ROME — Italian movie screens have seen a slew of indie pics flop lately, so for local distribs going to AFM, “caution” will be the operative word.

In addition, the general pic climate does not bode well. Box office returns are down some 15% in 2005, and TV sales have become more problematic, making for tough times, especially for the smaller players.

Still, an appetite remains for product with potential — as long as the price is right.

With the exception of “Million Dollar Baby” — which grossed more than $9.6 million via RAI Cinema’s 01 Distribution — English-language independents have failed to deliver. “Millions,” “Hostage,” “The Upside of Anger,” “Vanity Fair” and “Being Julia” are among some of the most prominent misfires.

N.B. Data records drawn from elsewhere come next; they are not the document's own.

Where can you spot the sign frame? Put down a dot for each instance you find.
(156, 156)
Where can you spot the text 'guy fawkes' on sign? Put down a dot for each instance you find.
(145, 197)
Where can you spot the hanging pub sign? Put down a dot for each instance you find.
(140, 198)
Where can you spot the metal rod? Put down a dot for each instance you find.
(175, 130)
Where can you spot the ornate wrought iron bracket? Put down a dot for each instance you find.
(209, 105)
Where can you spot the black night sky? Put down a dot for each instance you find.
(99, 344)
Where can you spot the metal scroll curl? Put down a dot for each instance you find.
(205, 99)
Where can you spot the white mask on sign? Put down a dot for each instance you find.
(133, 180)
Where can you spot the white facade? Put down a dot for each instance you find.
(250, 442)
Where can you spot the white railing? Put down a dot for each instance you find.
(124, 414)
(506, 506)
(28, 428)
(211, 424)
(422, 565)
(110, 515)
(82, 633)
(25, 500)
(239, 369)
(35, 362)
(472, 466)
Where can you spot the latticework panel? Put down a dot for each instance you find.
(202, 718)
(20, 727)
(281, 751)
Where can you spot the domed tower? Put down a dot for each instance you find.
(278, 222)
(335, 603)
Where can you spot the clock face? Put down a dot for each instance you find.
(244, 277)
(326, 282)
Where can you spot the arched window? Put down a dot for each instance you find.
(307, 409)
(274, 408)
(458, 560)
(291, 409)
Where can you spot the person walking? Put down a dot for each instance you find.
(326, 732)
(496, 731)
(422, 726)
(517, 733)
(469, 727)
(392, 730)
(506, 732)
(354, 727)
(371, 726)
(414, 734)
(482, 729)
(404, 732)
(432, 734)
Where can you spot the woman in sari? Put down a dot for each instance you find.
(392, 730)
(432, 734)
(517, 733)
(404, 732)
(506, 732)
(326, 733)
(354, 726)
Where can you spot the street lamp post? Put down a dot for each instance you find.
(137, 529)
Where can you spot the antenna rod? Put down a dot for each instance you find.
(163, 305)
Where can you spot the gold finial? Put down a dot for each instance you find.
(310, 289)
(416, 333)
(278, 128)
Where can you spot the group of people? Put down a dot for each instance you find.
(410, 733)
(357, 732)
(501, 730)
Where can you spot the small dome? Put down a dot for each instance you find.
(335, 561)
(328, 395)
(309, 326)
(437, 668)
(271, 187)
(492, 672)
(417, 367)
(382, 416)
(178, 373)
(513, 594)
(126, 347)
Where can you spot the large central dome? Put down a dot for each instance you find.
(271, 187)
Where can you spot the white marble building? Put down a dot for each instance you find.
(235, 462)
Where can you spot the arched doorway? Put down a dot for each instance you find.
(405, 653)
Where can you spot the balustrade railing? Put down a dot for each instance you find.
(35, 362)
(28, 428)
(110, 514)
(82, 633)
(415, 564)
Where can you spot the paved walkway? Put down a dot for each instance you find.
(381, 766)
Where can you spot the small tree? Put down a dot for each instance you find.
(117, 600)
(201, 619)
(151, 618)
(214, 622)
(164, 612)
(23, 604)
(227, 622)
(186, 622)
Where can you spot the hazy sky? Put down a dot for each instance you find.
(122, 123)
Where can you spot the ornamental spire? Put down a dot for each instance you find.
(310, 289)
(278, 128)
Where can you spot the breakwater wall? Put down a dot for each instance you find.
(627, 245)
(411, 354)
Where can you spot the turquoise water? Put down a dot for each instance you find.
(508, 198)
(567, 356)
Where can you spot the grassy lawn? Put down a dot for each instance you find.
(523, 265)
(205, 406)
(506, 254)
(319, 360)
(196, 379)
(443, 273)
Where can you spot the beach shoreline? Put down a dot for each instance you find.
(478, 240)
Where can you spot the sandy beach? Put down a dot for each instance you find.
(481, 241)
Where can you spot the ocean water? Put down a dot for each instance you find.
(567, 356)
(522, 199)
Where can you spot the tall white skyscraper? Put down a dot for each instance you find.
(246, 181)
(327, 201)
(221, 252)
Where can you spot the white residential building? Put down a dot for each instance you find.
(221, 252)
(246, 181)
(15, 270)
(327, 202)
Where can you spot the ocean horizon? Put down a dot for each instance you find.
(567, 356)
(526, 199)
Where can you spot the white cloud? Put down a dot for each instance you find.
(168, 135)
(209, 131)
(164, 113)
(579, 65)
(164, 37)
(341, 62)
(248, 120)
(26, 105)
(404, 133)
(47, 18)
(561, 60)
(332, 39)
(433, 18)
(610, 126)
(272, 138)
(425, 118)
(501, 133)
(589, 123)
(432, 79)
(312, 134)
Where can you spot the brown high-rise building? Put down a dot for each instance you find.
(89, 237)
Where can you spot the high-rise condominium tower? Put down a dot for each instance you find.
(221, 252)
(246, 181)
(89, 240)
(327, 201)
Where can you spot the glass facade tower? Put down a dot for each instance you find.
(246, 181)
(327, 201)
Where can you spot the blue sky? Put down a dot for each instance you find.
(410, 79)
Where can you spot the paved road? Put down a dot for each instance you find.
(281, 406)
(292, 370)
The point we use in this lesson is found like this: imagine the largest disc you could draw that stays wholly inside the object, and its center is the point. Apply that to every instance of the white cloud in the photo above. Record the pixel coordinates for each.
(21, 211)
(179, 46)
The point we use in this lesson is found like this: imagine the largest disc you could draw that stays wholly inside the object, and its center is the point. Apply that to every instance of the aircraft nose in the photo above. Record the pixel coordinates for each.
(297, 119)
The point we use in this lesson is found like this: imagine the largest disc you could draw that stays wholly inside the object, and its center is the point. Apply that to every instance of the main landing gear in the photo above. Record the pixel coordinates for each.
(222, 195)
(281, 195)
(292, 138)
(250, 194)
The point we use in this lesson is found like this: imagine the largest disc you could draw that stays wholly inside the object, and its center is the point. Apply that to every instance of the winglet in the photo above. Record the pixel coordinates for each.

But even more high-profile fare such as “The Aviator” and “Kingdom of Heaven” underperformed.

A rare bright note recently has been George Clooney’s “Good Night, and Good Luck.” Propelled by its Venice fest world preem, black-and-white pic outdid “Wedding Crashers.”

A lack of TV sales continues to dog distribs, mainly due to local drama increasingly ousting movies from primetime slots. Lone paybox Sky Italia has tight purse strings and, being a monopolist, can afford to stay stingy.

“We used to factor in about 50% of our returns from TV sales. Now, we can’t count on any of that anymore,” laments Ernesto Di Sarro, whose distrib Nexo has had “Monster” and “About Schmidt” among its releases.

A 10% rise in total homevid returns for the first half of the year is just not enough to pick up the slack, say execs.

“It’s not that I’m looking for cheap product. I’m looking for the same type of product as before, except I can only afford to pay much, much less for it,” Di Sarro says.